Now, while most police, pathologists and funeral directors are lovely people, few of them are trusted by Iwi Maori to be able to give the assurance – “Kei whakahokinga matou te tupapaku katoa o tou kohungahunga – we have returned your baby’s body intact.” I could, and such a little thing makes a world of difference to the living of any culture.

Yet, in spite of submissions asking for it, the new Coroners’ Act still does not include trained Kaitiaki amongst the classes of people who can represent whanau interests during the coronial process. The Act has a number of similar flaws, so come on Hone, Shane, Pita or John – work with us to amend this Act please.

TREATY CLAIMS' NEGOTIATIONS
Remember how the original Humpty Dumpty said scornfully to Alice, 'When I use a word it means just what I choose it to mean – neither more nor less.' Well that’s what negotiating with this government is like. When challenged, their answer is along the lines of, “Get stuffed, we’re the boss!””

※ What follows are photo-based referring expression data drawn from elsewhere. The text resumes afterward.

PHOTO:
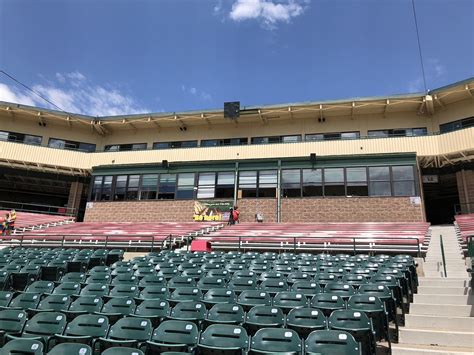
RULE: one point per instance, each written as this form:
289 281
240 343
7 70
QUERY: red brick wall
351 209
466 190
250 206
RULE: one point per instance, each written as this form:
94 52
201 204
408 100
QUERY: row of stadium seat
347 332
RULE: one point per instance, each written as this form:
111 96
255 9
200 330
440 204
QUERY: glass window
106 193
334 182
206 185
120 187
312 182
225 184
132 188
248 183
291 183
149 187
185 186
167 186
379 177
357 182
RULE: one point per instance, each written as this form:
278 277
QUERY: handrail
442 255
353 243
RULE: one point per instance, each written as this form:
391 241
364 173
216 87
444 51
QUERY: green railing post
442 254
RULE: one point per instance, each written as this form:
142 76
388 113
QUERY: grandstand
122 243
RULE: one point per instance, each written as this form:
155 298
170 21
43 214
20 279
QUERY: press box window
356 181
334 182
312 182
291 183
379 177
149 187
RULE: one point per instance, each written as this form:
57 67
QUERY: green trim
262 164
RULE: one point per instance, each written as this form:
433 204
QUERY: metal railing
134 242
35 208
354 245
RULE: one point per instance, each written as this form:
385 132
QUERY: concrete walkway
441 319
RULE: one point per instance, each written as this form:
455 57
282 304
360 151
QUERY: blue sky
104 57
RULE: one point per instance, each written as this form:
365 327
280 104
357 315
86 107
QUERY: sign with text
208 211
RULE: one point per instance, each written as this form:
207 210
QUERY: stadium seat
173 336
155 310
276 341
288 300
327 303
225 313
190 311
223 339
331 342
305 320
262 317
357 324
11 322
23 346
85 329
128 332
218 295
71 349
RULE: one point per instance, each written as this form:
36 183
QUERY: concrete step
444 299
434 337
443 282
442 310
442 290
414 349
458 324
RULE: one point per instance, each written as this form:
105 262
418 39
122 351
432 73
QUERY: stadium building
401 158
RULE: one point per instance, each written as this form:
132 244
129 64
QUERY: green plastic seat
288 300
5 298
95 289
23 346
155 310
124 290
308 288
264 317
358 325
188 311
154 292
128 332
327 303
218 295
173 336
85 329
225 313
54 303
276 341
45 325
223 339
26 300
71 349
251 298
12 322
122 351
305 320
76 277
67 288
331 342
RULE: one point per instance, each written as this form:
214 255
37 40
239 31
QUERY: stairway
441 318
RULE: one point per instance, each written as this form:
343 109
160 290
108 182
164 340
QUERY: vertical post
442 254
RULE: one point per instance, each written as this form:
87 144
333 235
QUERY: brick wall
353 209
141 211
250 206
465 182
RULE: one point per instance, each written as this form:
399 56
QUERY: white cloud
269 12
75 93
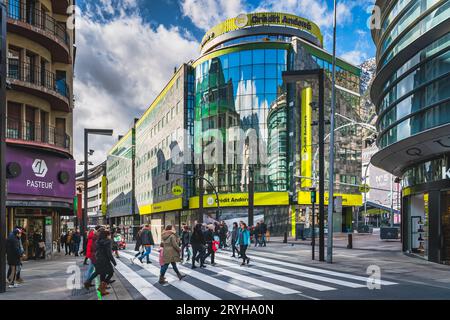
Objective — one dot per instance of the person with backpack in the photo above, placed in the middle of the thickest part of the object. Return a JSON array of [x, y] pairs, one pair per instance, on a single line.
[[234, 235], [243, 240], [198, 244], [147, 243], [170, 247], [185, 242]]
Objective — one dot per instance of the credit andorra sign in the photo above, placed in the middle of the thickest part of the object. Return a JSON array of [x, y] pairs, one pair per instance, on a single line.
[[259, 19]]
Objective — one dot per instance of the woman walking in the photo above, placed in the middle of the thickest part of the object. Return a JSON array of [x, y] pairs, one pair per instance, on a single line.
[[243, 240], [234, 234], [209, 238], [138, 246], [198, 244], [104, 259], [171, 253], [185, 240]]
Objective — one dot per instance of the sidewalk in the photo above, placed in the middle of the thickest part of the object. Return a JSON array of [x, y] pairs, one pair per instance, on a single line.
[[361, 241], [60, 278]]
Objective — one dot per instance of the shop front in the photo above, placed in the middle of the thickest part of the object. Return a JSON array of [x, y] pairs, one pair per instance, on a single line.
[[40, 191], [426, 210]]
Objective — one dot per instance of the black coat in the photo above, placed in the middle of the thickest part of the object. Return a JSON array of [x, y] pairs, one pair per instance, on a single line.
[[147, 237], [197, 239], [138, 245], [104, 257], [185, 237], [13, 249]]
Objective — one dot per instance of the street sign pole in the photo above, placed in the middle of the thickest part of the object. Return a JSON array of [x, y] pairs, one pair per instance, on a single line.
[[3, 147]]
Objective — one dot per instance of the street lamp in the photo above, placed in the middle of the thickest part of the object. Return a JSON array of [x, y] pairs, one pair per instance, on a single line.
[[87, 132], [2, 146]]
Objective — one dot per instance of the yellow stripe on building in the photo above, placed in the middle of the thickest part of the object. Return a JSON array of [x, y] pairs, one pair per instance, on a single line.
[[348, 200], [241, 200], [164, 206]]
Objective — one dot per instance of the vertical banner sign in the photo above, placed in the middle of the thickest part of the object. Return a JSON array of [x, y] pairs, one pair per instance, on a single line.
[[306, 138], [293, 221], [104, 199]]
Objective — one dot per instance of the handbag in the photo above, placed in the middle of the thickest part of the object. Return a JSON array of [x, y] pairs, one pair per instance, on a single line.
[[161, 257]]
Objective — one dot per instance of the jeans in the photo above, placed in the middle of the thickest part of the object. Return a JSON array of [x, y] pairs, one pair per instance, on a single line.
[[148, 251], [210, 253], [90, 270], [183, 247], [263, 240], [198, 252], [235, 249], [243, 250], [166, 266]]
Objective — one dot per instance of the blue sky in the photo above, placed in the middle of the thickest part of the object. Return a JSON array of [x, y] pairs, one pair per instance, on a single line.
[[127, 49]]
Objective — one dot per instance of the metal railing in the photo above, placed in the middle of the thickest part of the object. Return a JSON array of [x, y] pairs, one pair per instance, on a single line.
[[36, 75], [35, 132], [37, 18]]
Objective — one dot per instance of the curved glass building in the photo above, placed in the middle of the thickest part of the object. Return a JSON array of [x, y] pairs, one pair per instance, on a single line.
[[411, 92]]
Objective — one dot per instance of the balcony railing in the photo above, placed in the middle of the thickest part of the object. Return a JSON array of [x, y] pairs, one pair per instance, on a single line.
[[37, 18], [34, 132], [35, 75]]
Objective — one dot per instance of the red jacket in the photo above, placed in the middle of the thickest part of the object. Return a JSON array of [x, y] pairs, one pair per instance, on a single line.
[[89, 251]]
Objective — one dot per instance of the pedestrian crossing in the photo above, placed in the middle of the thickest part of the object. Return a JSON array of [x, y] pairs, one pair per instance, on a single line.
[[267, 276]]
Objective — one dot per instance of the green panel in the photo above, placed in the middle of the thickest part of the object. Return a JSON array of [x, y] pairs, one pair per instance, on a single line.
[[239, 48], [328, 57]]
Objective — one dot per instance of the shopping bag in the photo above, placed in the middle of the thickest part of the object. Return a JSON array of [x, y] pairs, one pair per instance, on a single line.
[[161, 257]]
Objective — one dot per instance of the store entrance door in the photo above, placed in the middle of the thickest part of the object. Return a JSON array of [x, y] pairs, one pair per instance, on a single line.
[[445, 227]]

Example – in the 1980s 27B memorials were created on Crown lands under claim that were being transferred into the SOEs. The idea was that the land would remain available for inclusion in any eventual settlement. SOEs could still use or on-sell it in the interim, but always with the understanding that it could end up having to be repurchased for inclusion in a settlement. Bit like ensuring, before a divorce settlement, that one partner can’t give away all their joint assets to avoid having to share anything with the other.

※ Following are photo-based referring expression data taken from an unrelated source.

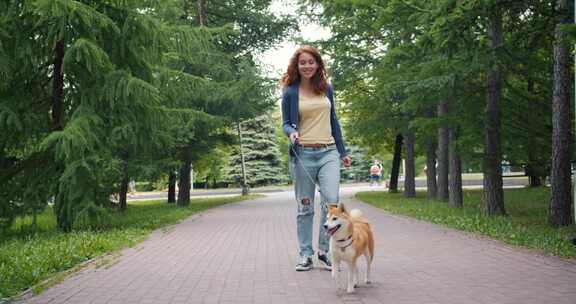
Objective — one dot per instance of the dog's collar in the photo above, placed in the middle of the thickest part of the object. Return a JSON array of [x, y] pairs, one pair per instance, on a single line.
[[345, 240]]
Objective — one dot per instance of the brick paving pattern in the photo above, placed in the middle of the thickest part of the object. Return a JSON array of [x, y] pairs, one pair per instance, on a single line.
[[246, 253]]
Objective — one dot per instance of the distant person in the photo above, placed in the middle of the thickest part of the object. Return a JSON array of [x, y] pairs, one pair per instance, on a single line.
[[375, 173], [132, 187], [309, 120]]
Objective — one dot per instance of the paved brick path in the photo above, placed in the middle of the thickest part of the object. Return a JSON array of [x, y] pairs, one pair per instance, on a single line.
[[246, 252]]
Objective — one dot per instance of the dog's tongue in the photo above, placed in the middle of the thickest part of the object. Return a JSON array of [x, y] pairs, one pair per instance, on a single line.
[[331, 231]]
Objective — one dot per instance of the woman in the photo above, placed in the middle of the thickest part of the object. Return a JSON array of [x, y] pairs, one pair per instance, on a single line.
[[309, 120]]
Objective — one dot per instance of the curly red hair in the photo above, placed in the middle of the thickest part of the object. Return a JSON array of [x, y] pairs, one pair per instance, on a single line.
[[319, 80]]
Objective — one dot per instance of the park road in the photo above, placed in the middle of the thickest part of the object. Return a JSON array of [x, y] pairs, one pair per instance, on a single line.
[[246, 252]]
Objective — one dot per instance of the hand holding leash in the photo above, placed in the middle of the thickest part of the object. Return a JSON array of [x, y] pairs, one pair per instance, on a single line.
[[294, 137], [347, 161]]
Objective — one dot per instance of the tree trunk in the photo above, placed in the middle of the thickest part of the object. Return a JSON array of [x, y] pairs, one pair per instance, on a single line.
[[58, 86], [534, 168], [443, 146], [431, 170], [184, 179], [409, 177], [560, 181], [171, 187], [201, 17], [493, 194], [243, 163], [393, 185], [123, 186], [63, 216], [455, 180]]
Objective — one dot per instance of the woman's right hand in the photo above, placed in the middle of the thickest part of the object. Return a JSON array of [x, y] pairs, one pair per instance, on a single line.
[[294, 136]]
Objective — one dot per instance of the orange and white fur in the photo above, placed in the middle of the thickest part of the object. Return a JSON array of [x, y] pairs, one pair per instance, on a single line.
[[350, 237]]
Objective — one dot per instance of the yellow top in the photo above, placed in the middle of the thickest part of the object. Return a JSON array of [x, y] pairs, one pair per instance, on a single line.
[[315, 120]]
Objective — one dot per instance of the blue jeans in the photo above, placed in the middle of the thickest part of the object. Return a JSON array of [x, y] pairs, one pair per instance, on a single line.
[[323, 167]]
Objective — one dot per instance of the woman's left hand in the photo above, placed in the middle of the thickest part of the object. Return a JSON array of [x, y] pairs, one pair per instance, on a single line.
[[347, 161]]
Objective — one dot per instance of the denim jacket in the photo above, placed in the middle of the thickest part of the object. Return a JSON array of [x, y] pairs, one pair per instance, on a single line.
[[290, 115]]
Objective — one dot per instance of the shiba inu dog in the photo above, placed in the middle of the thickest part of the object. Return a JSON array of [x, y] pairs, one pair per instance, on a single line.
[[350, 237]]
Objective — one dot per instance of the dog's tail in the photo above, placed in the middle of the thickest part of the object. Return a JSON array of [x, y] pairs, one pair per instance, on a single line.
[[356, 214]]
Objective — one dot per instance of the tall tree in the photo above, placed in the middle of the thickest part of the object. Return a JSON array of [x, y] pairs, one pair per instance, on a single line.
[[262, 156], [561, 195], [493, 194]]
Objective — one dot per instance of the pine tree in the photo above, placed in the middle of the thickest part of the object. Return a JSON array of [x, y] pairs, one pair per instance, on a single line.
[[261, 153]]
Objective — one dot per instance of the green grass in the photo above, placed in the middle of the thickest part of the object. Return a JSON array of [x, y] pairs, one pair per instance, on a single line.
[[27, 258], [525, 226]]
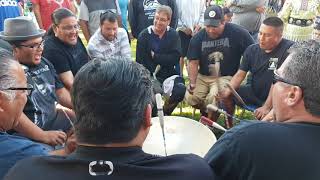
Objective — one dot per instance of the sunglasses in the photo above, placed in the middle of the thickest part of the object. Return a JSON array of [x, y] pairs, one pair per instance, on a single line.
[[28, 89], [33, 46]]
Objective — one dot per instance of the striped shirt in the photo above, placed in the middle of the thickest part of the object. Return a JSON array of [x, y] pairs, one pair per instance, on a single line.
[[99, 47]]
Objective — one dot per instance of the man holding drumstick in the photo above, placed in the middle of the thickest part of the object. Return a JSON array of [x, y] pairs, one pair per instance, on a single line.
[[112, 100], [289, 147]]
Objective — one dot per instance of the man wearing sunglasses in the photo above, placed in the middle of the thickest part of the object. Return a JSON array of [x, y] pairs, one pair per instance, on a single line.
[[260, 60], [287, 148], [40, 109], [13, 96]]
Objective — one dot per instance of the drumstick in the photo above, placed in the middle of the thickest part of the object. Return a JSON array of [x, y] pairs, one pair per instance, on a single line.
[[156, 71], [238, 97], [209, 122], [161, 119]]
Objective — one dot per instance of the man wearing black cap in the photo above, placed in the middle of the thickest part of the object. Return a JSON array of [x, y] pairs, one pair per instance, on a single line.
[[27, 44], [214, 52], [112, 99]]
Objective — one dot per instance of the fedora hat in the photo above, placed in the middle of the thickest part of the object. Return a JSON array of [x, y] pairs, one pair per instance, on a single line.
[[19, 29]]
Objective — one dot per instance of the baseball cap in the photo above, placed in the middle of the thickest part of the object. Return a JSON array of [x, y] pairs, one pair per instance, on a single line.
[[226, 11], [213, 16]]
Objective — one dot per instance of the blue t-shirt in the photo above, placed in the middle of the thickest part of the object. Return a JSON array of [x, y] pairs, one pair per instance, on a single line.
[[14, 148], [231, 44], [124, 12], [8, 9]]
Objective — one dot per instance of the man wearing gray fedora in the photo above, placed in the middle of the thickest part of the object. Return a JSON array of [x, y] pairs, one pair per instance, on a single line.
[[41, 120]]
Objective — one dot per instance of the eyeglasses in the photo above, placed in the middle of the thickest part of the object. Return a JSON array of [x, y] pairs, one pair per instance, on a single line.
[[278, 78], [107, 12], [70, 28], [33, 46], [27, 89]]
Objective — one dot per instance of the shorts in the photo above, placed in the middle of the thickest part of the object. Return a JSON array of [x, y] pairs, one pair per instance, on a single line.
[[185, 41], [206, 90], [248, 96]]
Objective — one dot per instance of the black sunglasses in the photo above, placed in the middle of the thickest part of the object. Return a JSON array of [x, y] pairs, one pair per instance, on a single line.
[[34, 46], [28, 89], [278, 78]]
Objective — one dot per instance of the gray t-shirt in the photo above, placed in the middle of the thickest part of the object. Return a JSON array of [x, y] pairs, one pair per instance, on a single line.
[[90, 11]]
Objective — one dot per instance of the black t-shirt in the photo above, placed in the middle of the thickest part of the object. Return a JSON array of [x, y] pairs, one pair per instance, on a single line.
[[122, 164], [41, 107], [65, 57], [231, 44], [258, 150], [262, 64]]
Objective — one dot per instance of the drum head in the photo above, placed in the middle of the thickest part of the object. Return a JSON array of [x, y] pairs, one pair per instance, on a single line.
[[183, 136]]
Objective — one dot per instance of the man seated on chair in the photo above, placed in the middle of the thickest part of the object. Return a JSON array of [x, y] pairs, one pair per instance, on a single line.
[[159, 45], [109, 40], [13, 97], [41, 120], [289, 147], [214, 56], [112, 100], [260, 60]]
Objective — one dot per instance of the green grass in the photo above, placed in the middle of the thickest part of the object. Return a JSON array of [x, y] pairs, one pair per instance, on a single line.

Since then the Crown has given an unwritten nod and wink to buyers of such land that all they have to do is put a building or any improvement on it and Iwi Maori can kiss their chances goodbye of ever getting it back through a Treaty claim. For Ngati Kahu that includes the Rangiputa station and myriads of small but highly valued coastal sections.

Well it might be legal under Humpty Dumpty, but it will never be right. You have to wonder what hurt happens to the personal integrity of any Crown negotiator who has to defend it? My moko has a word for it – creepy.